Meta’s Next-Gen Model for Video and Image Segmentation

Share post:

Introduction

The era has arrived where your phone or computer can understand the objects of an image, thanks to technologies like YOLO and SAM.

Meta’s Segment Anything Model (SAM) can instantly identify objects in images and separate them without needing to be trained on specific images. It’s like a digital magician, able to understand each object in an image with just a wave of its virtual wand. After the successful release of llama 3.1, Meta announced SAM 2 on July 29th, a unified model for real-time object segmentation in images and videos, which has achieved state-of-the-art performance.

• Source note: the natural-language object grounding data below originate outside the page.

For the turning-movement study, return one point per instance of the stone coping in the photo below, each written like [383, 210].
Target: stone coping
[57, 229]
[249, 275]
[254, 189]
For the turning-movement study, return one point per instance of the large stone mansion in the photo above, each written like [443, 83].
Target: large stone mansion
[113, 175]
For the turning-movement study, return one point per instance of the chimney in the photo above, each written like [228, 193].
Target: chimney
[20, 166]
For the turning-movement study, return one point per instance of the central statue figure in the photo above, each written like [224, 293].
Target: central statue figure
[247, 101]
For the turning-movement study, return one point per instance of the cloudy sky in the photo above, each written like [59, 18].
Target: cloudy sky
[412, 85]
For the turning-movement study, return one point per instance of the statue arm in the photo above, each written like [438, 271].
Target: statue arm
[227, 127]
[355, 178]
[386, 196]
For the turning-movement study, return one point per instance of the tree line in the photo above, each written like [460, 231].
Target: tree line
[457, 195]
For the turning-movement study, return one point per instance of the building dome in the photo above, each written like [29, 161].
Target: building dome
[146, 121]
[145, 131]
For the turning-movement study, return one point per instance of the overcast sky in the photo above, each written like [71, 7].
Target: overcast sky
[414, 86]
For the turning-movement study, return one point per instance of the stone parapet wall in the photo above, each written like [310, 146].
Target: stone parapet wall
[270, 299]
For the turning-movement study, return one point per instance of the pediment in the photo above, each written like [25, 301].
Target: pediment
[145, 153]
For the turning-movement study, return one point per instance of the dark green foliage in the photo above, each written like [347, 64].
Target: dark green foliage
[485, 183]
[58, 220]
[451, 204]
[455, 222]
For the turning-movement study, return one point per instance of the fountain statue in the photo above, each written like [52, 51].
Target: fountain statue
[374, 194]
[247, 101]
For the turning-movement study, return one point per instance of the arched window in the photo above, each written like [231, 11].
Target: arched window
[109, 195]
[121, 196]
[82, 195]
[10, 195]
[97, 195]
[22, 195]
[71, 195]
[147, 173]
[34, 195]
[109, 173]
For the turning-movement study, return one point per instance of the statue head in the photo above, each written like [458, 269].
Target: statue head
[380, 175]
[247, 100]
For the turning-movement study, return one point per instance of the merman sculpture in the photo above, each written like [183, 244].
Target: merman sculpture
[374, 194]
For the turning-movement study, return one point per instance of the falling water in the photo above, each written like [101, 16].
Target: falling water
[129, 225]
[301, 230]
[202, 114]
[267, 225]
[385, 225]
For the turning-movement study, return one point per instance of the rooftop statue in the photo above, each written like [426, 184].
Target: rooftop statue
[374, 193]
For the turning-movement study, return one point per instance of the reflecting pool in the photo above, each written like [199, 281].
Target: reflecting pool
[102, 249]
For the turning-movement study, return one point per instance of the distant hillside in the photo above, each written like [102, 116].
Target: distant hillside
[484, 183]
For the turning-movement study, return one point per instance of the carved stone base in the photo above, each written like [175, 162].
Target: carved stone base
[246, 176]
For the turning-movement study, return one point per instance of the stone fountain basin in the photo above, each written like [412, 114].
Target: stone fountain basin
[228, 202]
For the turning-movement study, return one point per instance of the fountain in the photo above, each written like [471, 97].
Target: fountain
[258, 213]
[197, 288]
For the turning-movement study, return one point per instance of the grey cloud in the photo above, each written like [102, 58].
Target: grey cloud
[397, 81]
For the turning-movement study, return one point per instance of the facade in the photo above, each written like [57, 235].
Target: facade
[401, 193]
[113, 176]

SAM 2 offers numerous real-world applications. For instance, its outputs can be integrated with generative video models to create innovative video effects and unlock new creative possibilities. Additionally, SAM 2 can enhance visual data annotation tools, speeding up the development of more advanced computer vision systems.

Meta’s Next-Gen Model for Video and Image Segmentation
SAM 2 involves a task, a model, and data (Image Source)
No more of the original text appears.